The staggering statistics - foreclosures are up 121%. One out of every 171 homes has received a notice of foreclosure. We are in a shocking housing crisis due to shoddy lenders with even shoddier business practices and greedy consumers who wanted more than they could afford. The rest of us can't sell our homes, sell at a huge loss or have seen our property values decline.
I read a sad story today about a woman who committed suicide on the day her home foreclosed. Carlene Balderrama, a 53-year-old wife and mother, shot herself to death in her home, after notifying her mortgage company of her intent and asking that they be more compassionate with her widower husband than they had been with her.

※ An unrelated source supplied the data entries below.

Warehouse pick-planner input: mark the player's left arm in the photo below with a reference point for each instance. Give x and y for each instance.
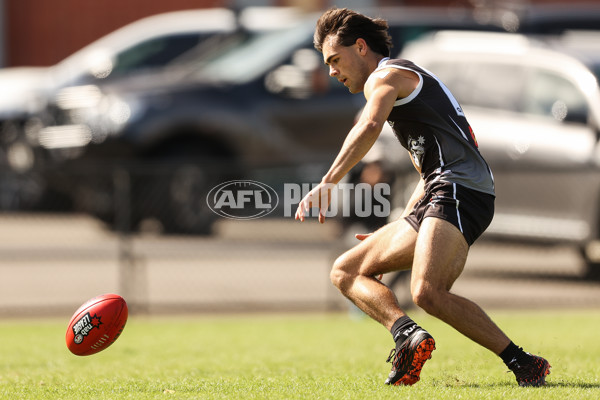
(381, 90)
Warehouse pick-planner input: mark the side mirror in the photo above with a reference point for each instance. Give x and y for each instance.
(100, 64)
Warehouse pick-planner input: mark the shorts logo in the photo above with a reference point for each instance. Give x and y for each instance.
(417, 149)
(83, 327)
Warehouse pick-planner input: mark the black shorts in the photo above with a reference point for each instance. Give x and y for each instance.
(471, 211)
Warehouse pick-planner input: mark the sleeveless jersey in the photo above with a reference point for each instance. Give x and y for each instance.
(431, 125)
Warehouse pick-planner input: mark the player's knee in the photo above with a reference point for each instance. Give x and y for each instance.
(340, 277)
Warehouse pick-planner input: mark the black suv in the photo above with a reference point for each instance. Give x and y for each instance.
(256, 101)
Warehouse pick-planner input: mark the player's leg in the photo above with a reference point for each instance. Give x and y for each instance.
(390, 248)
(440, 255)
(439, 259)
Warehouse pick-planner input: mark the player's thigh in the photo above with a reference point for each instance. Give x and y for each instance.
(390, 248)
(440, 255)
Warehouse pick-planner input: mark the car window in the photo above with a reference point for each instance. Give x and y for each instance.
(156, 52)
(488, 85)
(257, 54)
(553, 96)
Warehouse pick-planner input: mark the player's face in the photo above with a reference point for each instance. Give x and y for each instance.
(347, 63)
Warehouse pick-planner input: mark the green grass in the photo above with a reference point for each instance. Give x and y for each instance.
(291, 357)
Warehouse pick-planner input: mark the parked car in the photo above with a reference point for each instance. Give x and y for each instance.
(144, 46)
(534, 105)
(258, 100)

The mortgage company contacted the police who arrived at the house to find her already dead.
Apparently the home was to be auctioned off that day, and by some accounts, potential buyers were beginning to line up.
Balderrama's suicide note to her family asked them to use her insurance money to pay off the house.
I'm not sure what to make of this story. I would think a lot more was going on with this women to cause her suicide. A woman's home may indeed be her castle but to leave a husband and children to pick up the pieces lends credibility to the feeling that she had even bigger problems.
And even if her insurance paid off the home - would her family want to stay in the same home that triggered her suicide?
Home ownership and financial burdens are affecting women more and more. The days of waiting to get married to own a home with a husband are long gone. Women are buying property like never before, in their 20s and 30s, regardless of familial status. Hurray for us. But now we face the same pressures. We too, are losing our homes, losing our homes value or finding that we're desperate for room-mates or second jobs to pay the mortgage.
Who knows what happened with the Balderrama household. They had filed bankruptcy three times in the past half dozen years so they clearly had long-standing financial woes and were not capable of stabilizing themselves from an economic standpoint. Did they buy too much house? Was it greed? Or were they duped into a false sense of security by mortgage companies who saw big interest payouts dangling before them?
Whatever the case, Mrs. Balderrama was unable to cope and saw suicide as her only option. Now her life is over and life as they knew it is permanently over for her family. And all over a house? Probably not. Maybe it was the proverbial straw. Maybe it was a culmination of that and unknown mental health problems that remained undiagnosed and untreated. But she is gone and the house remains.
How has the current housing crisis affected you or your loved ones? Is you outlook on life now different? Have you lost your home or fear you may?